Hi, I am performing differential expression (DEG) analysis using DESeq2. I have no replicates, and I understand that without replicates, it is useless to conduct this analysis. However, I have no other option. I have created an R script for cases with no replication. Could you please review it and provide your suggestions?
It will be great helpful for me to complete my work
Load required libraries
library(DESeq2)
Read in the count data
count_data <- read.csv("count.csv", header = TRUE, row.names = 1) head(count_data)
Filter low count genes
keep <- rowSums(count_data >= 10) > 0 count_data_filtered <- count_data[keep, ]
Create metadata
metaData <- data.frame("Condition" = c("COL", "COB")) metaData$Condition = factor(metaData$Condition, levels = c("COL", "COB")) rownames(metaData) = colnames(count_data)
Check metadata
head(metaData) all(rownames(metaData) == colnames(count_data))
Create DESeqDataSet object
dds = DESeqDataSetFromMatrix(countData = count_data_filtered, colData = metaData, design = ~Condition)
Estimate size factors
dds <- estimateSizeFactors(dds)
Set a fixed dispersion value
dispersions(dds) <- 0.1
Run DESeq without dispersion estimation
dds <- nbinomWaldTest(dds)
Get results
res <- results(dds)
Order results by adjusted p-value
resOrdered <- res[order(res$padj), ]
Summary of differential expression
summary(res)
The above-mentioned code produced the following results:
out of 19980 with nonzero total read count adjusted p-value < 0.1 LFC > 0 (up) : 2170, 11% LFC < 0 (down) : 1033, 5.2% outliers [1] : 0, 0% low counts [2] : 0, 0% (mean count < 4) [1] see 'cooksCutoff' argument of ?results [2] see 'independentFiltering' argument of ?results
This has been asked many times before, for example: DESeq2/Differential expression analysis without replicates
Please understand that you likely won't get code reviews for non officially-supported ways of analysis.

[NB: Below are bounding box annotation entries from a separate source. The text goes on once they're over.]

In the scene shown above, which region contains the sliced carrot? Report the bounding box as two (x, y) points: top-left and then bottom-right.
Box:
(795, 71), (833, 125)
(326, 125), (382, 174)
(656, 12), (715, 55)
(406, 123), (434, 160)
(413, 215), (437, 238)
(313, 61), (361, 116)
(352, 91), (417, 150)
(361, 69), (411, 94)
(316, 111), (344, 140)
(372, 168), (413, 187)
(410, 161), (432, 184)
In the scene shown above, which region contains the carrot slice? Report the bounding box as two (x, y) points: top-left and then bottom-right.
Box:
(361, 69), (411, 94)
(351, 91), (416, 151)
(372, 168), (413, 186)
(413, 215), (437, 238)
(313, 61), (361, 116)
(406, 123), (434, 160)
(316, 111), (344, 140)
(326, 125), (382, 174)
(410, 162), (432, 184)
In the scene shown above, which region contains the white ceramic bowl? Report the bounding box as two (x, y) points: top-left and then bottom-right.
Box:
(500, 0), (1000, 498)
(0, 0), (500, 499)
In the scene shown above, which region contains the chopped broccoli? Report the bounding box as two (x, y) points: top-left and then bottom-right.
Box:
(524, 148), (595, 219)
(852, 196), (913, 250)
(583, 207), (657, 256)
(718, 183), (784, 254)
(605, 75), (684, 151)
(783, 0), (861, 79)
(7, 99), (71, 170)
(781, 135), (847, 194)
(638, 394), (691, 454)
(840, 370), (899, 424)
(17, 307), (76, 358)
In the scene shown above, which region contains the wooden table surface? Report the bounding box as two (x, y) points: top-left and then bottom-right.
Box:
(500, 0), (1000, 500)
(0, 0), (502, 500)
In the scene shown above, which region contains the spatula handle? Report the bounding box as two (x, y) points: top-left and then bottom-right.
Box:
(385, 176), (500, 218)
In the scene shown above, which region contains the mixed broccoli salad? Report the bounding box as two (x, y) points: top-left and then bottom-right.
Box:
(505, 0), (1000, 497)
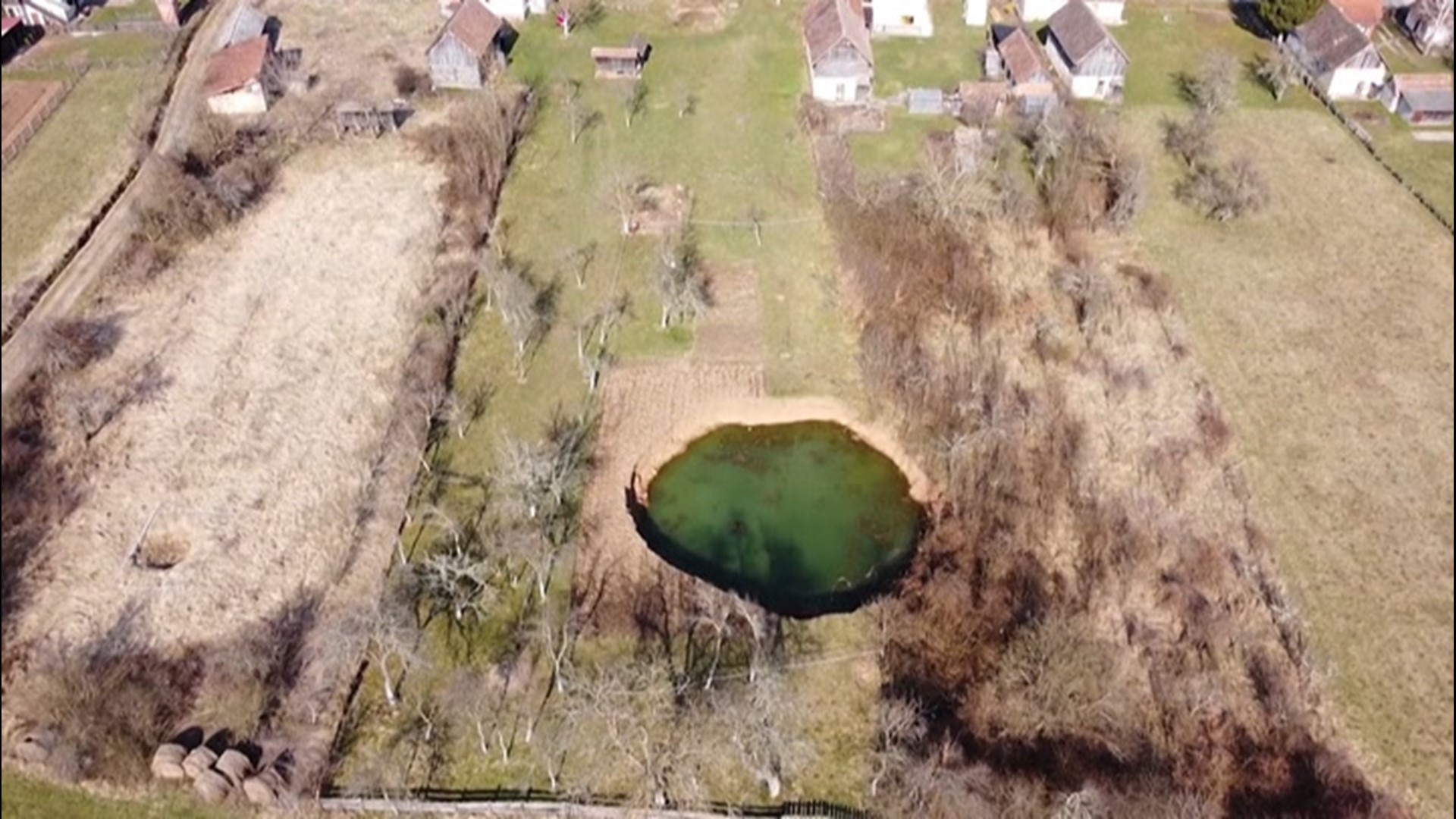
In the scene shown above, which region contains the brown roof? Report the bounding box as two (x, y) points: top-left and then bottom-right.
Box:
(429, 0), (505, 57)
(1294, 3), (1370, 74)
(202, 35), (268, 96)
(804, 0), (875, 64)
(996, 28), (1046, 84)
(1329, 0), (1385, 30)
(1046, 0), (1127, 65)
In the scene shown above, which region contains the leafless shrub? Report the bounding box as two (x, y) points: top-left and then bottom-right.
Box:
(394, 63), (429, 98)
(1175, 158), (1269, 221)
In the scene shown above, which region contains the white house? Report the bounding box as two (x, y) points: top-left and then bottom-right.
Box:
(1016, 0), (1125, 27)
(1287, 3), (1386, 99)
(202, 35), (274, 117)
(3, 0), (80, 27)
(485, 0), (546, 24)
(804, 0), (875, 102)
(864, 0), (935, 36)
(1046, 0), (1128, 101)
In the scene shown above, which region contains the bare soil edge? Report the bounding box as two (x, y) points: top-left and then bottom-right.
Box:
(632, 395), (939, 506)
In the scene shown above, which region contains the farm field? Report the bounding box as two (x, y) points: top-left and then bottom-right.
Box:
(0, 38), (163, 315)
(1125, 100), (1453, 816)
(339, 0), (877, 802)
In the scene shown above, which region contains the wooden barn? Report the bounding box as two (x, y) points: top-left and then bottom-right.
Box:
(592, 36), (648, 80)
(425, 0), (508, 89)
(1046, 0), (1128, 102)
(804, 0), (875, 102)
(1380, 74), (1451, 128)
(202, 35), (278, 117)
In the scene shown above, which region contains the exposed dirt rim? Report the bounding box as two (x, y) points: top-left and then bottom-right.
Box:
(632, 397), (937, 506)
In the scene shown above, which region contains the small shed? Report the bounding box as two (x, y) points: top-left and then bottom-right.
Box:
(905, 87), (945, 115)
(202, 35), (275, 117)
(425, 0), (507, 89)
(1380, 74), (1451, 128)
(592, 36), (651, 80)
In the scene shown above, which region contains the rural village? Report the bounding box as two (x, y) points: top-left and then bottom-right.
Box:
(0, 0), (1456, 819)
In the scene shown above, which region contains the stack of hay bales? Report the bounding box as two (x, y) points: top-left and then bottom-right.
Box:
(182, 745), (217, 780)
(243, 765), (288, 808)
(152, 742), (188, 780)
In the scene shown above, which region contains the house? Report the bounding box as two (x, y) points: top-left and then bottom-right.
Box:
(864, 0), (935, 36)
(0, 0), (80, 28)
(804, 0), (875, 102)
(1396, 0), (1451, 54)
(1046, 0), (1128, 101)
(1285, 3), (1386, 99)
(1329, 0), (1385, 35)
(990, 27), (1057, 114)
(485, 0), (546, 24)
(214, 6), (272, 49)
(1016, 0), (1125, 27)
(592, 36), (649, 80)
(1380, 74), (1451, 128)
(425, 0), (507, 89)
(202, 35), (278, 117)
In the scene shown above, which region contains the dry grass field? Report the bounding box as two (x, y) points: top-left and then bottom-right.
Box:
(1128, 108), (1453, 816)
(14, 141), (435, 647)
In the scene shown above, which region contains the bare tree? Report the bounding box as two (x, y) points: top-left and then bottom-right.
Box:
(652, 231), (708, 329)
(1184, 51), (1239, 117)
(714, 673), (814, 799)
(560, 79), (600, 144)
(622, 79), (646, 128)
(1255, 42), (1304, 102)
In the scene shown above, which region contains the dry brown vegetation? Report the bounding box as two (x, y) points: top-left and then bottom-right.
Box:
(820, 105), (1401, 816)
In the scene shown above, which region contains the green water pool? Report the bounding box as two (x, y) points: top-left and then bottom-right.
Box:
(629, 421), (923, 617)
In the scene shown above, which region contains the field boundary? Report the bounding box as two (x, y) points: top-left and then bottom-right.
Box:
(1274, 41), (1456, 236)
(318, 789), (875, 819)
(0, 65), (90, 171)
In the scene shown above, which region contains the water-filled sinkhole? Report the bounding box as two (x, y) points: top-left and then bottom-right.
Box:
(629, 421), (923, 617)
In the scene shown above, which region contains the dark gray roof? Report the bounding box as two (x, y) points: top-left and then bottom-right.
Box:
(804, 0), (875, 64)
(1294, 3), (1370, 74)
(1046, 0), (1127, 65)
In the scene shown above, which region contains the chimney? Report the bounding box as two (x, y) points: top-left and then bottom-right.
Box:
(157, 0), (182, 29)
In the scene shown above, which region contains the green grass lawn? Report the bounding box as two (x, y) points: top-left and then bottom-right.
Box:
(0, 68), (162, 288)
(333, 3), (875, 802)
(872, 0), (986, 96)
(1124, 106), (1451, 816)
(0, 771), (240, 819)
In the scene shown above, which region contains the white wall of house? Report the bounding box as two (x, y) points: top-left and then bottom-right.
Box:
(1316, 65), (1385, 99)
(812, 77), (868, 102)
(1070, 77), (1122, 99)
(207, 80), (268, 117)
(869, 0), (935, 36)
(1021, 0), (1127, 27)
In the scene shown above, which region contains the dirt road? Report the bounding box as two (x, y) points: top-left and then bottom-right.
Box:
(0, 0), (242, 400)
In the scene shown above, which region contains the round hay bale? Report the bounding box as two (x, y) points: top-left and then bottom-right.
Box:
(212, 748), (253, 787)
(192, 771), (233, 805)
(243, 768), (278, 808)
(182, 745), (217, 780)
(152, 742), (187, 780)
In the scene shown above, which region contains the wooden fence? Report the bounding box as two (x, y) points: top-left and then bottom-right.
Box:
(0, 65), (89, 171)
(1276, 42), (1456, 234)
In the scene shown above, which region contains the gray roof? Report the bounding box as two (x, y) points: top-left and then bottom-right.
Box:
(905, 87), (945, 114)
(1294, 3), (1370, 74)
(1046, 0), (1127, 65)
(217, 6), (268, 48)
(804, 0), (875, 65)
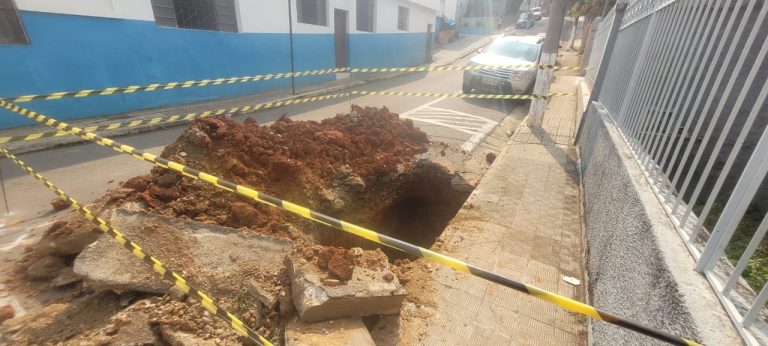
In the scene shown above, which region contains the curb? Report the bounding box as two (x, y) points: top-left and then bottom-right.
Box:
(4, 36), (494, 154)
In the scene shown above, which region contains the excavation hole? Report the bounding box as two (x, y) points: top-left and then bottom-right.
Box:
(326, 164), (472, 261)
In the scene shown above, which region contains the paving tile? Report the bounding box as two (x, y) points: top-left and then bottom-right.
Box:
(416, 76), (586, 345)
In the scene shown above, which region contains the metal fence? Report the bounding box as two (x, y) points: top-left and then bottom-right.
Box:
(586, 0), (768, 345)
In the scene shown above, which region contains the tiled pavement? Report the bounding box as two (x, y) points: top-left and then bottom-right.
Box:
(420, 76), (586, 345)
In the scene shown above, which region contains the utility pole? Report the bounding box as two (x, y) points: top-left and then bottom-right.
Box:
(528, 0), (570, 127)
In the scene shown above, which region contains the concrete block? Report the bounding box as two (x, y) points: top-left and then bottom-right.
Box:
(74, 209), (290, 294)
(285, 317), (376, 346)
(286, 249), (405, 322)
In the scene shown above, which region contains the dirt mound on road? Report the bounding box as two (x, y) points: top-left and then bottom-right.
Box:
(7, 107), (471, 342)
(132, 107), (428, 238)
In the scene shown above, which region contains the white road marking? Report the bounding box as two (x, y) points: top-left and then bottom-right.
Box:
(400, 97), (499, 153)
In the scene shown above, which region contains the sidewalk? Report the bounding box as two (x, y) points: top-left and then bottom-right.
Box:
(0, 36), (492, 154)
(406, 71), (587, 345)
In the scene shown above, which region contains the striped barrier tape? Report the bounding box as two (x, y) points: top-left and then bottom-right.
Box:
(0, 93), (350, 144)
(351, 90), (581, 100)
(0, 148), (272, 346)
(3, 64), (580, 103)
(0, 100), (700, 345)
(349, 64), (583, 73)
(0, 91), (577, 144)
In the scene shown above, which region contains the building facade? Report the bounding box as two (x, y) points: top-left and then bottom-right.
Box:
(0, 0), (439, 128)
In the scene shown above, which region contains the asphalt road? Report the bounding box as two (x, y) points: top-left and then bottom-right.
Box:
(0, 18), (546, 251)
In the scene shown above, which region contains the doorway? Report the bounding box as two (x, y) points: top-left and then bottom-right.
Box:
(333, 8), (349, 68)
(424, 24), (432, 64)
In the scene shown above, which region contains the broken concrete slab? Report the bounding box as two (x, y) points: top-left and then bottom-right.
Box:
(74, 209), (290, 294)
(370, 315), (400, 346)
(285, 317), (376, 346)
(286, 246), (405, 322)
(27, 255), (66, 280)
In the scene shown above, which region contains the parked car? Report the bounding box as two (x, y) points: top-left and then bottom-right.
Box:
(531, 7), (542, 21)
(461, 36), (544, 94)
(515, 12), (536, 29)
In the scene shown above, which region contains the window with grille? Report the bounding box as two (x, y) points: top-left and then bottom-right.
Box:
(296, 0), (328, 26)
(152, 0), (237, 32)
(357, 0), (376, 32)
(0, 0), (29, 44)
(397, 6), (408, 31)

Just do as in the linked thread, so get vst transformed counts, get fold changes and rank by this. Maybe additionally filter for genes with decent counts in at least one condition so you protect against false positives with large fold changes due to small counts and lots of noise (despite vst should deal with that already to some extend).
Hi,
Thank you for your reply.
I am currently a PhD scholar at a government college, working without any funding. Unfortunately, this has limited my ability to perform multiple replicates. With my personal savings and borrowing from others, I was only able to afford RNA sequencing for two samples (10 samples pooled in each). I fully acknowledge the challenges of analyzing data without replicates, and I am aware that this can impact the robustness of my findings. I hope that in the future, with better funding, such as during a postdoc, I will be able to conduct more comprehensive studies with replicates.
I have consulted others who have attempted RNA-seq analysis with single sample comparisons, but I have not received any responses from them. The code I mentioned earlier was developed by researching online platforms. Still, I am getting doubts regarding the reliability of the code, as mentioned above.
Thanks again for your feedback and guidance.
I understand your situation is difficult, and investing private money for the sake of your science is honorable, however, this unfortunately all does not change the fact that results will be unreliable, one way or the other.
If you want sort of "formal" analysis, then check the edgeR user guide section "what to do without replicates" -- since they have example code similar to the one in your toplevel question. Not that this makes it more reliable, but at least you can follow documented code, and get some results. Again, will be unreliable, but if you have no other choice, at least try to use this as a "citable" analysis in the sense that you can say you got it from a reputable tool.